When Sinclair Broadcasting (SBGI) went public in 1995, it owned 13 stations, primarily FOX Network outlets, in eight markets. By the end of 2010, the company had grown to encompass 58 stations that it either owned or programmed through local marketing agreements (LMA). By March 1, 2013, its station count was up to 86, in 46 markets, thanks to $1.1 billion of acquisitions completed during 2012. At present, Sinclair is the largest television broadcaster in the United States (including deals closed since March and currently pending), owning , programming, or providing sales services to 149 television stations in 76 mostly mid-sized and small markets that cover about 38% of the U.S. population.
All but a few of Sinclair’s stations are ultra-high frequency (UHF – the channels above 13). Therefore, almost all customers receive Sinclair programming through cable systems or satellite broadcasters, collectively known as multi-video program distributors, or MVPDs, who pay Sinclair fees for the right to retransmit its signals. The Federal Communications Commission limits TV broadcasters’ reach to 35% of the U.S. population. But, since historically UHF stations had far fewer viewers than the channel 2-13 VHF stations, the FCC counts only half the potential viewers of a UHF station toward the legal limit. Thus, in FCC terms, Sinclair has a reach of around 22% and plenty of room to grow.

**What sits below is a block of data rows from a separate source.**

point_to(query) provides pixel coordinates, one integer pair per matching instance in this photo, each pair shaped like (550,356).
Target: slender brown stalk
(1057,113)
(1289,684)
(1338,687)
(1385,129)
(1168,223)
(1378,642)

As of March 1st, network affiliations were: FOX, 24 stations; MyNetworkTV, 19; CW, 16; ABC, 11; CBS; 11; and NBC, 3; Azteca, 1; and one independent. Certain stations broadcast programming on second or third digital signals through arrangements with CBS and other networks. This year’s purchases, both closed and pending, have reduced the company’s reliance on FOX, lifting the ABC count to 27; CBS to 25; and NBC to 14, among the “big 4’’ networks. The $985 million purchase of the Allbritton properties, the major deal still to close, would add nine ABC stations, including WJLA in Washington, D.C. The deal gives Sinclair a news bureau in the nation’s capital, which will allow the company to transmit live hearings and other stories from Washington; WJLA also operates an all-news 24 hour a day cable channel, News 8, that Sinclair could use as a launching point for a local and national news service that could be carried by all its stations, incorporating news items from 101 of its stations
If we were to go back and recalculate 2012 earnings per share, pro forma for all stations owned as of March 1st and an 18-million share stock issue in May 2013, the bottom line nearly doubled, to around $1.60. Results benefited from about $125 million of political advertising in 2012, adding perhaps $0.40 a share, pro forma. This year, the added financing and amortization costs of the acquisitions have depressed results, to an actual $0.45 a share in the first half of 2013, from $0.73; cash flow per share, though, is down less, from $1.20 in the 2012 first half to $1.11 in 2013 to date. On a brighter note, same-station revenues rose about 10% in the June period, excluding political revenues. Automobile advertising remains strong, and the company expects a lift late this year from advertising related to the implementation of the Affordable Care Act. Sinclair says that synergies will help it erase the negative cash flow comparison fairly soon. Moreover, the Allbritton acquisition, which will probably close this fall, should be accretive to free cash flow per share, before any extra profit from developing News 8.
A major issue with Sinclair concerns the availability and affordability of other TV stations. On this score, the company, at least, is quite comfortable. At a recent acquisition conference call, Sinclair’s CEO breezily said he could think of around $2 billion of possible large acquisitions “off the top of my head’’, plus several hundred million dollars’ worth of smaller deals. All told, he sees at least two more years of consolidating being done by Sinclair and a handful of other companies. Financing all the likely acquisitions does not look problematic, either, at this point. The company could borrow the entire roughly $1 billion for the Allbritton stations and still likely retain its present credit ratings. Another stock issue is likely soon, as well, and should not dilute earnings much.
In sum, Sinclair should see rising earnings, and more important, cash flow, per share through not only further acquisitions but also higher retransmission and digital broadcast income. Although the stock is well over double its recent low, we think it should be of interest to growth-oriented investors. Moreover, its dividend yield is competitive, and the payout will likely rise with probable increases in free cash flow per share.
At the time of its writing, the author did not hold positions in any of the stocks mentioned.